Branches whip against my arms as we push through another stretch of hedge, the maze blurring around us. My lungs burn. My legs scream. But the sound behind us keeps growing. Louder. Closer.
One of the cyclopes crashes through an opening in the hedge to our left, close enough that I feel the rush of displaced air. I scream, instinct taking over as I lunge forward, but Oberon spins, shoving Cassius toward Sylvian.
“Go!” he barks.
Fire erupts from his hand, not the controlled flame he used before, but something wild and furious.
It roars outward in a sweeping arc, catching the cyclops full in the chest. The creature bellows, stumbling back as its skin blackens and splits, the smell of burning flesh thick and choking in the air.
It doesn’t fall right away. It takes another step forward, reaching as if to still grab us.
Oberon snarls and drives the fire harder, pushing until the creature collapses, crashing to the ground with enough force to shake the earth beneath us.
“Move!” he snaps again, already turning, already running.
We don’t wait.
We can’t.
Another roar answers the first, then another, the sound multiplying, echoing through the maze until it feels like it’s closing in on us from every direction.
“They’re everywhere,” Ashton breathes, but there’s no panic in his voice, just sharp focus as he glances over his shoulder.
“Then slow them down,” Sylvian says.
Ashton grins, quick and dangerous, even now. “Gladly.”
He throws his hand out behind him, and the air shifts violently.
Wind slams through the hedges in a sudden, brutal surge, ripping leaves from branches, tearing entire sections of greenery free.
The force of it slams the pursuing cyclopes head-on, driving them back, throwing one off its feet entirely.
It crashes into another, both of them going down in a tangle of limbs and fury.
“Go!” Ashton shouts, his voice strained now, the effort already catching up to him.
We run harder, but the reprieve doesn’t last. They’re back on their feet too quickly, roaring louder now, angrier, the sound chasing us through the maze like a living thing.
Sylvian slows just enough to turn, his hand slamming against the ground. The earth responds instantly. The soil beneath the cyclopes shifts, then rises, thick roots bursting upward, stone and dirt twisting together as the ground itself seems to come alive.
One of the cyclopes is caught mid-step as the earth wraps around its legs, locking it in place. Another is thrown off balance as the ground splits beneath it, swallowing one leg deep enough to trap it.
Sylvian’s breath hitches as he forces more power into it, his face tightening with the strain.
“Run,” he says, quieter now.
We don’t argue.

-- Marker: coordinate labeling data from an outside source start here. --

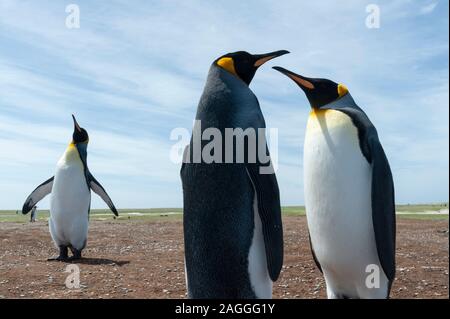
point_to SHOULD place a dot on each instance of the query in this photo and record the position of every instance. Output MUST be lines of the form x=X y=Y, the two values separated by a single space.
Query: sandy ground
x=144 y=259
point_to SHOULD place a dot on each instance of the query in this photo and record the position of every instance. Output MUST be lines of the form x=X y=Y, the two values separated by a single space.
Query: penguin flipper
x=39 y=193
x=268 y=197
x=314 y=254
x=100 y=191
x=383 y=207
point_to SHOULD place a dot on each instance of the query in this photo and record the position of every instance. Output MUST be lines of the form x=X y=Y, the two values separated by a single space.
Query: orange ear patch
x=263 y=60
x=227 y=64
x=342 y=90
x=302 y=82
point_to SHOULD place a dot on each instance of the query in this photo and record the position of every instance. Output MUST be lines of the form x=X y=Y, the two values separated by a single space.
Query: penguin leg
x=76 y=253
x=63 y=254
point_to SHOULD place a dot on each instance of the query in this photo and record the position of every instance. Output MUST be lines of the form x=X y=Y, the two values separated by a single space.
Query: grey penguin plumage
x=349 y=193
x=232 y=217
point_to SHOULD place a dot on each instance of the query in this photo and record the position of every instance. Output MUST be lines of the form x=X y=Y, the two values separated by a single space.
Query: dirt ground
x=144 y=259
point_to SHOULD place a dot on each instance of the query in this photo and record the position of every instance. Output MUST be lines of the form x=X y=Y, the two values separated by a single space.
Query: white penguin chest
x=337 y=181
x=70 y=193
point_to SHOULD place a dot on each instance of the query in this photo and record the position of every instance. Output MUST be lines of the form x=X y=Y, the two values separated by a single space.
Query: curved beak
x=75 y=124
x=303 y=82
x=260 y=59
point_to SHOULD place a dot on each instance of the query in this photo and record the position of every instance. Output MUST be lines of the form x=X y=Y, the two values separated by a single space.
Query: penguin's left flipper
x=100 y=191
x=268 y=197
x=383 y=207
x=39 y=193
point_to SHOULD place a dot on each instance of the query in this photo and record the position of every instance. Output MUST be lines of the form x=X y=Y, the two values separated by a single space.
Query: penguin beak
x=260 y=59
x=75 y=124
x=303 y=82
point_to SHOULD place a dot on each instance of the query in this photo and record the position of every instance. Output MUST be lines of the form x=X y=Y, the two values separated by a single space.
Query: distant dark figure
x=33 y=214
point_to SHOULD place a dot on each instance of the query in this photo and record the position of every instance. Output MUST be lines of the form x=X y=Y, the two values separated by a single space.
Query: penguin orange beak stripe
x=75 y=123
x=300 y=80
x=260 y=59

We run.
But even as we gain distance, I can hear it. The cracking of stone. The tearing of roots. The cyclopes ripping themselves free.

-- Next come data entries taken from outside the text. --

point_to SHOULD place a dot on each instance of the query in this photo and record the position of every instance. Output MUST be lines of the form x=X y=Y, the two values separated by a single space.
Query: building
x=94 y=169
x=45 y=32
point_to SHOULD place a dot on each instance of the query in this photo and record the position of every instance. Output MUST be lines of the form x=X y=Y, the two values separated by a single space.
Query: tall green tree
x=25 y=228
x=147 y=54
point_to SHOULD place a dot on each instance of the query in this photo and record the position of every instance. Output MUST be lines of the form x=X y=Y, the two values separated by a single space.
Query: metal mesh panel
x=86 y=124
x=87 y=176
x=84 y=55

There are too many of them.
Every time the kings use their magic, it slows them. Drains them. They’re too injured to be using their powers right now. I can see it now in the way Oberon’s steps grow heavier, in the way Ashton’s shoulders sag, in the way Sylvian’s breathing turns rough and uneven. Cassius is barely holding on.
And still, they keep going. Still, they refuse to stop.

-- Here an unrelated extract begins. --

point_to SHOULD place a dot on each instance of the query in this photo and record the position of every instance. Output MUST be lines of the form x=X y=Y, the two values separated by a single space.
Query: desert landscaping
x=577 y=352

The maze stretches endlessly in front of us, every turn leading us into the unknown, every path blending into the next until it feels like we’re running in circles. My chest aches with every breath, my legs threatening to give out beneath me, but I force myself forward.
Because stopping means dying. Because if they catch us… I don’t let myself finish that thought.
Just when it feels like we might be gaining some distance, like maybe, somehow, we can outrun them, we veer around a corner and skid to a halt.
A dead end.
“No,” I whisper, the word breaking apart as panic claws up my throat. “No, no, no.” The hedge looms in front of us, thick and towering, its branches woven so tightly it looks solid. The maze closes in, suffocating, trapping us in a space that suddenly feels far too small.
“Damn it!” Ashton snaps, slamming his fist into the hedge. The impact shudders through the branches, leaves raining down, but nothing gives. “What now?”
The ground trembles beneath us, heavier now, closer. The cyclopes are coming.